According to Stiggins (2002) assessment for learning must involve pupils in the process. When teachers assess for learning, they use the classroom assessment process and the continuous flow of information about pupil attainment that it provides in order to advance, not merely check on, student learning. Teachers do this by:
• Understanding and articulating in advance of teaching the attainment targets that their students are to hit;
• Informing their pupils about those learning goals, in terms that pupils understand, from the very beginning of the teaching and learning process; • Becoming assessment literate and thus able to transform their expectations
into assessment exercises and scoring procedures that accurately reflect pupil attainment;
• Using classroom assessments to build pupils’ confidence in themselves as learners and help them take responsibility for their own learning, so as to lay a foundation for lifelong learning; and
• Actively involving pupils in communicating with their teacher and their families about their attainment status and improvement (p. 4-5).
Furthermore, Watkins (2007) argues that assessment for learning is used in a general way in many countries to refer to qualitative assessment procedures that inform decision-making about teaching methods and the next steps in a pupil’s learning.

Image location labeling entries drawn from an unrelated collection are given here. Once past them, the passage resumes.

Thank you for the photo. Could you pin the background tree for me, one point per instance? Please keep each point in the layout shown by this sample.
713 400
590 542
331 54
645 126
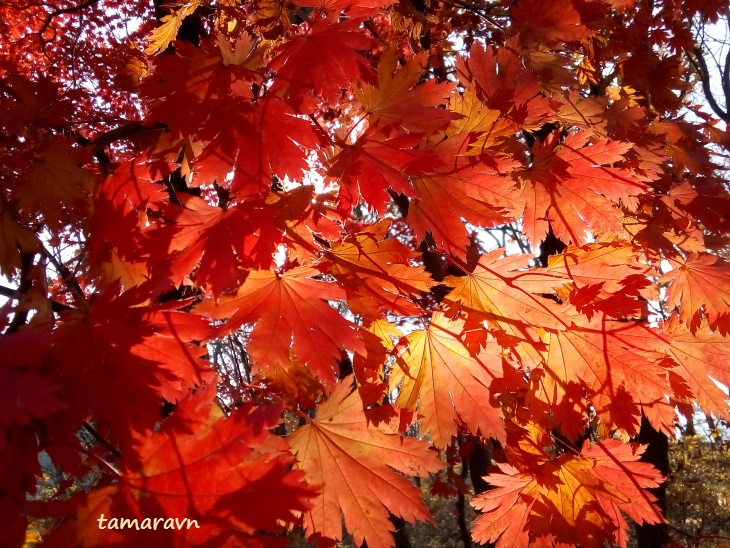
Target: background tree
265 260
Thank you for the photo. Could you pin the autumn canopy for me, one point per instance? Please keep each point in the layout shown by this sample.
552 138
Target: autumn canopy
265 262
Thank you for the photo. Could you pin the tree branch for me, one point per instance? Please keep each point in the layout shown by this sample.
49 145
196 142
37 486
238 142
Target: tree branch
698 62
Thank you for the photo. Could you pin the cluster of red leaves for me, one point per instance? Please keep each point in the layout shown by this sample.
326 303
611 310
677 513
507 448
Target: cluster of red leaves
306 176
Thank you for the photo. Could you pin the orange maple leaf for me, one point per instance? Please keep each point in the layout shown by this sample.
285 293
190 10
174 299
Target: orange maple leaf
356 465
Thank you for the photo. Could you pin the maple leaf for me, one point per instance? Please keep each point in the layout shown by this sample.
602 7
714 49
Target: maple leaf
374 164
56 185
201 77
195 467
605 359
255 141
376 273
163 35
356 465
289 309
571 189
700 282
141 352
701 356
301 68
14 240
220 242
501 291
585 493
462 188
352 8
542 22
500 78
440 377
397 100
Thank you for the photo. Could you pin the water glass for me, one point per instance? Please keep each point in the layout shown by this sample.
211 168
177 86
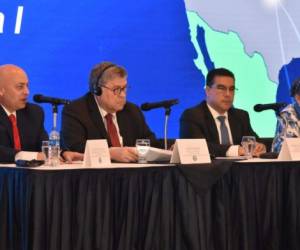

Class teachers and the professionals that work with teachers usually carry out these procedures in classrooms. However, it has a very specific meaning in the UK, the Assessment Reform Group (2002) cited by Watkins (2007) defines assessment for learning as the:
process of seeking and interpreting evidence for use by learners and their teachers to decide where the learners are in their learning, where they need to go and how best to get there (p 67).
It is noteworthy, other authorities such as, Black and Wiliam (2006a), Harlen (2006a), the ARG (2002) and Weeden et al. (2002) use the terms interchangeably. Elaborating on the use of the concepts, Harlen (2006a) explains that where individual pupils are concerned, the important distinction is between assessment for formative and summative purposes. Using the terms ‘formative assessment’ and ‘summative assessment’ can give the impression that these are different kinds of assessment or are linked to different methods of gathering evidence. This is not the case; what matters is how the information is used. It is for this reason that the terms ‘assessment for learning’ and ‘assessment of learning’ are sometimes preferred. In this study the term ‘formative assessment’ and ‘assessment for learning’ are used synonymously.